Topic outline

  • General

    Welcome to the course!


    Teachers

    The responsible teacher of the course is Senior University Lecturer Jorma Laaksonen <jorma.laaksonen@aalto.fi>, room B326 in the CS building. The course assistants are: Yinjia Zhang (head assistant), Paavo Reinikka (head assistant), Hau Phan, Maximilian Krahn, Zixuan Liu and Martino Ciaperoni. Lectures will be given additionally by Senior University Lecturers Jaakko Hollmén and Wilhelmiina Hämäläinen and Professors Petter Holme and Heikki Mannila.

    Overview

    The course gives an overview of the main principles and methods of data mining and how to apply them on real world problems. It introduces the most fundamental pattern types and their search methods, including associative and graph patterns, main approaches to clustering large-dimensional and/or heterogeneous data, web and text mining, social community detection and validation of data mining results.

    Prerequisites

    Good programming skills (CS-A1110 or equivalent), data structures and algorithms (CS-A1140 or equivalent), basic knowledge of probability theory and statistics (MS-A050* or equivalent). Linear algebra is not an official requirement, but some basic knoweldge on matrices is needed.

    Material

    The course is based on textbook Charu C. Aggarwal: Data mining - the textbook. Springer 2015. The e-book is available in Aalto library (login to aalto-primo).  In addition, there will by some external material (linked to the course page). The learning material on each topic will be listed in section Lectures, under each lecture.

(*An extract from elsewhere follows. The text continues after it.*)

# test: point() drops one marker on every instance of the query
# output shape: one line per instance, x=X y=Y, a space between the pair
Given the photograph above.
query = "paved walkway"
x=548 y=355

    Lectures slides, exercise tasks and other material will be added here in MyCourses.

    Workload

    The expected average workload (about 135h) consists of 36h contact sessions (lectures and exercises), 20h preparation for exercises, 20h homeworks, 40h self-studying and 20h preparation for the exam. It is suggested that everybody self-studies about 3h after each lecture - then exercise sessions are most rewarding, assignments go more easily and there is little work to prepare for the exam. If you skip lectures or exercises, you'll need to self-study more to compensate them.

    Grading

    Course performance consists of three elements:
    • group presentations in five exercise sessions (5 points)
    • five graded homeworks made in groups (10 points)
    • final exam (20 points)

    The course grade is based on the sum of the points in all three categories above. To pass the course one should get 50% of total points.

    Communication

    All important course related announcements are published in MyCourses announcements (visible on this page and by default also emailed to course participants). For wider discussion, questions and advising, we have zulip chat https://mdm-fall-2022.zulip.aalto.fi/ . Join it through the link https://mdm-fall-2022.zulip.aalto.fi/join/2vycalqqcifhdtbiammb35ci/ .

    You are encouraged to ask during the lectures and exercise sessions. Please, use email only for personal matters that you cannot ask elsewhere.

    More information on practical arrangements in the first lecture!